Im Verhältnis Kostenregelung und Vertragsangebot ist nicht nur von einem unterschiedlichen Gebührensatz, sondern auch von einem unterschiedlichen Wert auszugehen, so dass § 44 Abs. 1 Satz 2 KostO zu beachten ist. Nach Halbsatz 2 ist hier eine Vergleichsberechnung vorzunehmen und die Gebühren gesondert zu berechnen, wenn dies für den Kostenschuldner günstiger ist. Bei Berechnung nach dem höchsten in Betracht kommenden Gebührensatz, hier § 36 Abs. 2 KostO, ergäbe sich eine Gebühr von EUR 564,-, bei gesonderter Berechnung geringere Gebühren von EUR 423,- (Vertragsangebot, § 37 KostO) und EUR 20,- (Kostenregelung, § 36 Abs. 2 KostO).

Im Verhältnis Verpflichtung zur Ablehnung des Vertragsangebotes/Löschung der Auflassungsvormerkung und Vertragsangebot ist ebenfalls von einem unterschiedlichen Gebührensatz, aber von einem gleichen Wert auszugehen. Die Gebühr bemisst sich mithin gemäß § 44 Abs. 1 Satz 1 KostO nach dem höchsten in Betracht kommenden Gebührensatz, namentlich dem Gebührensatz gemäß § 36 Abs. 2 KostO. Zugrundezulegen ist dabei der Wert des Gegenstandes, sprich des "Rechtsgeschäftes"; das ist das Kaufvertragsangebot, das zutreffend nach dem Kaufpreis mit EUR 150.000,- bemessen worden ist. Es ergibt sich eine Gebühr von EUR 564,-.

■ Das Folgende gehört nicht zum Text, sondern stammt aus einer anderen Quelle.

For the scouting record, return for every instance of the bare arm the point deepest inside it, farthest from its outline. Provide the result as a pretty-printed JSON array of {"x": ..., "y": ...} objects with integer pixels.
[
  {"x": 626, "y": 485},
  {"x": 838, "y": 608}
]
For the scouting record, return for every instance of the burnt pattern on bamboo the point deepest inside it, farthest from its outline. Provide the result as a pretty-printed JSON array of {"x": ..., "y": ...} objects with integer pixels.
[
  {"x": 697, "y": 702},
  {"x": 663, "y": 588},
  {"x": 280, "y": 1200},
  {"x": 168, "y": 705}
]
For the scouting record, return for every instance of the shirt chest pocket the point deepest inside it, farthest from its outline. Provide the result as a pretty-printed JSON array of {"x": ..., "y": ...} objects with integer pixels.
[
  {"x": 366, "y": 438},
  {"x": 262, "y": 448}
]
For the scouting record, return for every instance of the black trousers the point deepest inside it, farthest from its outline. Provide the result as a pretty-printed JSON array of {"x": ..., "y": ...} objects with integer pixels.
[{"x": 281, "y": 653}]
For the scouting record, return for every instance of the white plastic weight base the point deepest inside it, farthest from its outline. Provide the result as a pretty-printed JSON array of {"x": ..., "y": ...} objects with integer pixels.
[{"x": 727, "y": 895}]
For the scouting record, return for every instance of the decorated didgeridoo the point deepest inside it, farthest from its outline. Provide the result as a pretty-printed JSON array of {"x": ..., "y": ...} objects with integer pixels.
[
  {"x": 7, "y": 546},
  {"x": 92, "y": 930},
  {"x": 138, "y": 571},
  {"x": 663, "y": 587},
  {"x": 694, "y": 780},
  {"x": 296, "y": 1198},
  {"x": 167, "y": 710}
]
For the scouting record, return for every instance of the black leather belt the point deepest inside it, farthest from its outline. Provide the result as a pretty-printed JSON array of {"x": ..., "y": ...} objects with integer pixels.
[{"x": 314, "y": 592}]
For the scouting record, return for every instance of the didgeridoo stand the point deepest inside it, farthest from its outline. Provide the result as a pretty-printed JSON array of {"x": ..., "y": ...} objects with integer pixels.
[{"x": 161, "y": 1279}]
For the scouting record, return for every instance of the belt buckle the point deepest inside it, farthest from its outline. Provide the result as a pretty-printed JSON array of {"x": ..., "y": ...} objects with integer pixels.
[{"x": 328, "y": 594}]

Insgesamt ist daher - wie in der angefochtenen Kostenrechnung geschehen - von einer Gebühr in Höhe von EUR 564,- auszugehen. Unter Hinzurechnung der nicht beanstandeten Auslagen nebst Umsatzsteuer ergibt sich ein Rechnungsbetrag von EUR 770,35.

4.

Ein etwaiger Verstoß gegen den Grundsatz auf rechtliches Gehör wäre jedenfalls durch die Nachholung rechtlichen Gehörs im Verfahren der weiteren Beschwerde geheilt. In der Rechtsbeschwerdeinstanz ist nachträgliche Gewährung rechtlichen Gehörs möglich, soweit es um das Gehör zu Rechtsfragen geht (vgl. Zöller-Greger, ZPO, 26. Aufl., Vor § 128 Rn. 8a), was vorliegend der Fall ist.

II.

Die Kostenentscheidung beruht auf §§ 156 Abs. 5 Satz 2, 131 Abs. 1 Satz 1 Nr. 1 KostO sowie auf § 13 a Abs. 1 Satz 2 1. Alt. FGG.